Spotting unexpected trends in continuous monitoring with Telraam in the USA

• Robert McIntosh 12 June 2025

Telraam was recently used to support a project in Washington State, USA, to monitor pedestrian and cycle activity on a major road that was once a highway as part of a project to develop safer pedestrian crossings infrastructure. The continuous monitoring that was set up resulted in some unexpected discoveries.

As this was a trial, only a small number of devices were installed, and two locations were chosen for monitoring (location 1 - location 2). Both locations showed a very high number of cars and large vehicles, since the road had been a highway but had since been replaced with a more modern multi-lane highway, downgrading this road to a more local interconnection, but retaining the long, straight roads and limited active travel infrastructure.

One thing emerged shortly after installation which caught the team’s attention which was a big, and unexpected, discrepancy between the cycle counts on the two locations. There was no particular expectation that this would be the case, and it was something that deserved attention to ensure the data was being captured correctly.

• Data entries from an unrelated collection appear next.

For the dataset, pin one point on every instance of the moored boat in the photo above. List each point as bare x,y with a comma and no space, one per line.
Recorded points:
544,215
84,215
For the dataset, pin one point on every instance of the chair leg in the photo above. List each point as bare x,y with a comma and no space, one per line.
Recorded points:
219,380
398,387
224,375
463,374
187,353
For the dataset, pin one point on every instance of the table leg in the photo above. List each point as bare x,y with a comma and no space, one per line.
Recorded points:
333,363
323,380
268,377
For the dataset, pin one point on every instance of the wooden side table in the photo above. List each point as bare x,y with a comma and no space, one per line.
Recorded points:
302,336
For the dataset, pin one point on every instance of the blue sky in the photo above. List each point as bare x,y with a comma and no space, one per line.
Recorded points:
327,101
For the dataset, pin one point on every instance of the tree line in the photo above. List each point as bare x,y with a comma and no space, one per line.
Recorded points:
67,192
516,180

comparison between cycle counts throughout the day at the two locations showing a 5x difference
comparison between cycle counts throughout the day at the two locations showing a 5x difference

On closer examination it was noted that the second device was located before a section of the road passing near a park. This park not only offered some limited cycle pathways, but also the local University campus.

The target street only had a narrow painted cycle lane and the team had not expected a high number of users. Not only was this not the case, but the continuous monitoring showed that this number varied over time to match the university calendar, dropping considerably during the Easter holiday and at the end of the semester, demonstrating that there was a likely connection with student travel activity.

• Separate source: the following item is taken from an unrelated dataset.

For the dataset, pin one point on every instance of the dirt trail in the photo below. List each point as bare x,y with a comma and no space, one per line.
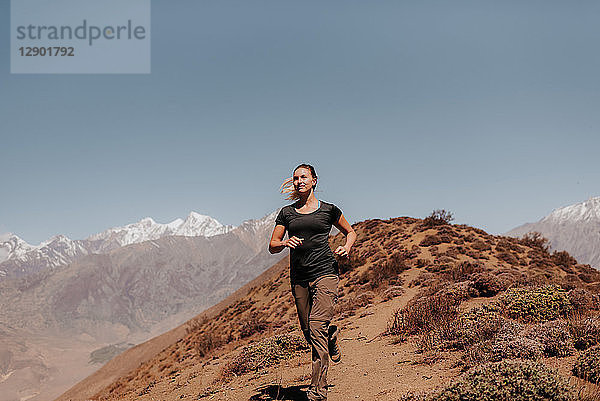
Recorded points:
372,367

daily total cycle counts over a period of about 3 months
daily total cycle counts over a period of about 3 months
average daily counts for two wheelers and cars comparing term time - Range 1: March/April - and University holidays - Range 2: May 1-16
average daily counts for two wheelers and cars comparing term time - Range 1: March/April - and University holidays - Range 2: May 1-16

This clearly demonstrates the benefit of continuous monitoring rather than a  short term snapshot of a week or two for discovering unexpected travel patterns, as the data capture may otherwise miss a changing pattern such as the term-time differences.

We hope this data will also be used to demonstrate the need for better cycle infrastructure on this section of the target road to ensure the safety of students cycling, and needing to cross a road with a very high level of vehicle traffic.